Turnover at Hobbs fell 5.7% to £109.9m in the year to January 30, but its EBITDA rose 18% to £7.7m and margins improved as it sold more product at full price.
Its margin rose from 60.5% to 63.8%. The company, which made a pre-tax loss of £15.6m last year, did not disclose equivalent figures for this year.
The margin gains were partially offset by investment in growing the business internationally.
During the year, Hobbs opened four new concessions in US department store chain Bloomingdale’s and debuted in Germany through Wohrl, SinnLeffers and Zalando. It now has 14 Bloomingdale’s concessions in total and trades on bloomingdales.com.

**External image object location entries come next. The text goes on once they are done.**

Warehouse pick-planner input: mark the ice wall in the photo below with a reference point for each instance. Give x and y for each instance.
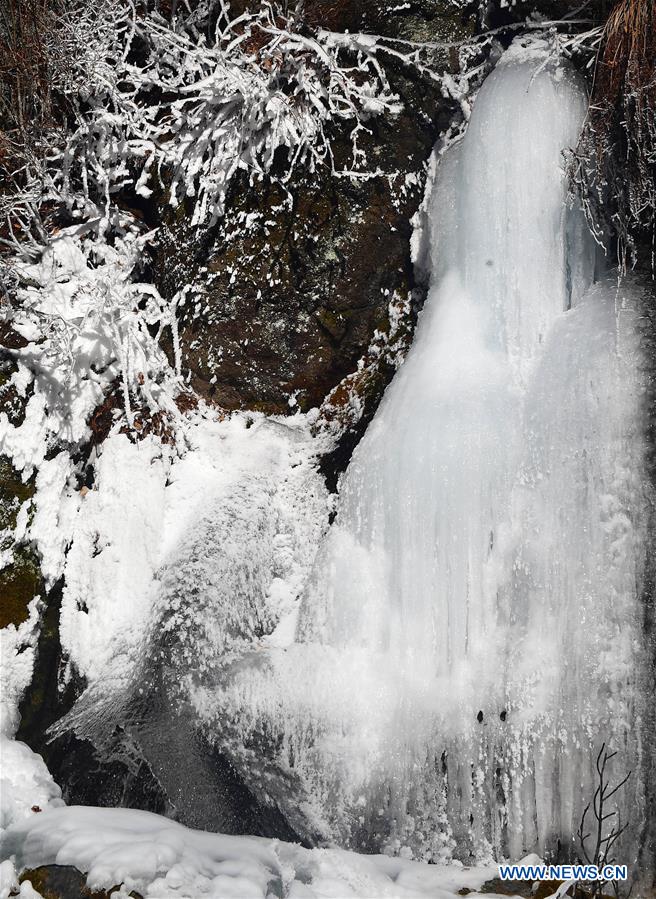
(472, 629)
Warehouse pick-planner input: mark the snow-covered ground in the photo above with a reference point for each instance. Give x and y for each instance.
(161, 859)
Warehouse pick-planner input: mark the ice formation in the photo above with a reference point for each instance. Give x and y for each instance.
(471, 632)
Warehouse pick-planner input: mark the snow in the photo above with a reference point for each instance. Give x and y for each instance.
(471, 629)
(160, 858)
(25, 782)
(136, 532)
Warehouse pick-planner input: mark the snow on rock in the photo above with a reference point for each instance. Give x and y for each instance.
(471, 630)
(25, 782)
(160, 858)
(180, 535)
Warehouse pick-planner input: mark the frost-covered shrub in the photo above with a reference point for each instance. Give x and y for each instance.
(194, 110)
(91, 324)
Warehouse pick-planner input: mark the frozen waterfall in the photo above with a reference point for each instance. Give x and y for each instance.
(471, 630)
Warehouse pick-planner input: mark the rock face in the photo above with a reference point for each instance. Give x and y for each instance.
(289, 289)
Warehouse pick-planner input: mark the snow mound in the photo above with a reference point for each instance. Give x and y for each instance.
(160, 858)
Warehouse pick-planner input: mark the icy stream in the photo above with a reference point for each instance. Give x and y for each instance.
(472, 628)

In the UK, it opened stores in Birmingham and Manchester, and relocated its store in Milton Keynes.
Chief executive Meg Lustman was drafted in as chief executive of Hobbs in September 2014, following a strategic review of the womenswear chain by chairman Phil Wrigley. Lustman previously worked at John Lewis, Warehouse and Aurora Fashions.

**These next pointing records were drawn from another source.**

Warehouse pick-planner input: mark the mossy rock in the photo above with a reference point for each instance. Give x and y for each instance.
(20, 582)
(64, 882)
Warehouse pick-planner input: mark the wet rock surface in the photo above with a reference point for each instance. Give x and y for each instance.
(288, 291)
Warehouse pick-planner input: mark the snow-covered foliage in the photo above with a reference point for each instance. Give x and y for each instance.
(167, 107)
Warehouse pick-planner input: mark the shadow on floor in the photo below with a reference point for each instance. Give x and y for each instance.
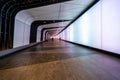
(30, 58)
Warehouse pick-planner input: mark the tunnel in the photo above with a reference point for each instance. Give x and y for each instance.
(59, 40)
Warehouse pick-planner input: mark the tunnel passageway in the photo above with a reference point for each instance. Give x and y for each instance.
(59, 60)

Since joining Hobbs she has rationalised the store and concessions portfolio and streamlined the head office.
Lustman said: “Our strong performance this year against an uncertain economic backdrop is an indication of the success of our investments and our growing international footprint. We are confident of seeing further positive results as our growth plan progresses.”
Hobbs, which was established in London in 1981, is now owned by private equity firm 3i. It has 140 stores and concessions in the UK and Ireland.